An Interval Integrated Optimization to Air-Cargo Hub Network Design and Airline Fleet Planning
An Interval Integrated Optimization to Air-Cargo Hub Network Design and Airline Fleet Planning
Blog Article
The objective of this study is to minimize the overall transportation cost through the joint decision-making for air-cargo hub network design and fleet planning under the uncertain environment.This joint decision-making considers various factors, including hub location, node connectivity, fleet size, and flight frequency.It takes into account several uncertain parameters such as air-cargo demand and transportation cost in a realistic setting.We propose a mixed-integer programming model tailored to the characteristics of such problem, which utilizes interval numbers to address these challenges.This model aims to provide a robust scheme for the joint hub network design and the fleet planning in the uncertain environment.
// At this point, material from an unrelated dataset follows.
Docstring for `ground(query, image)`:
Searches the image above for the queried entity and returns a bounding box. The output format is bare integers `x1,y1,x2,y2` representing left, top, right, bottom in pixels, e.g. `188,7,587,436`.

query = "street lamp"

An improved probability-based interval ranking method mel axolotl is proposed to solve the model.This transformation converts the proposed model into an equivalent real-number one, simplifying the solving process.Then Jeans a hybrid heuristic algorithm, combining the advantages of Memory-Based Genetic Algorithm (MBGA) and Greedy Heuristic Procedure (GHP), is introduced to enhance the solving speed.Finally, the performance of our proposed model and algorithm is verified using real-world data from the Australian postal dataset.The results show that the proposed model reduces hub construction costs by 1.
37% and fleet operational costs by 7.60%, respectively, as opposed to the use of traditional approaches.The computational time of the proposed algorithm is reduced by 28.4% and 36.5%, respectively, when compared to the use of Genetic Algorithm (GA) and Variable Neighborhood Search (VNS) algorithm.